Natural Gas

One of the main contributors to the economy in Syria is its energy industry. Along with crude oil fields, Syria is home to a wealth of natural gas reserves. The fields are estimated to contain 8.5 trillion cubic feet of natural gas. It is o­ne of Syria’s richest natural resources. Though natural gas is not currently a major export, the country has been making many efforts to further develop the industry as the worldwide demand for new and alternative energy sources increases. Outside investments in Syrian energy companies and industries have traditionally been scarce because of a corrupt, centrally planned economy. However, Syria’s new economic reforms are encouraging investors to consider the potential of natural gas.

Developing all aspects of this sector of the energy industry is a high priority for the Syrian government. The country is beginning within its borders by updating and expanding its current power plants and transformer stations.
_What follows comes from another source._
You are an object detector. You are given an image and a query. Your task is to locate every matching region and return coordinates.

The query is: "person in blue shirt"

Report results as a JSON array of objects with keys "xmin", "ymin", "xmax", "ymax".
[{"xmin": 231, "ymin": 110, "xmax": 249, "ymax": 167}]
Not o­nly is machinery and equipment that transfers natural gas being brought up-to-date, but Syria is converting much of it to run off of natural gas instead of oil. Many power stations are also being made ready to handle natural gas rather than crude oil, as the productivity of the Syria’s oil fields drops lower every year.

A major problem with developing the natural gas industry is a simple matter of location. While most of the population and developed areas of Syria are in the southwest, most gas fields have been discovered in the northeast regions. The discrepancy may be remedied, however, by outside investors who are slowly trickling into the industry. French and American companies hold interests in developing the gas fields, while Dutch and Japanese corporations have gotten involved by constructing pipelines for natural gas within the country. Syria hopes to continue this growth by creating a pipeline to Homs, a major port city, and enable the exportation of its vast natural gas supply.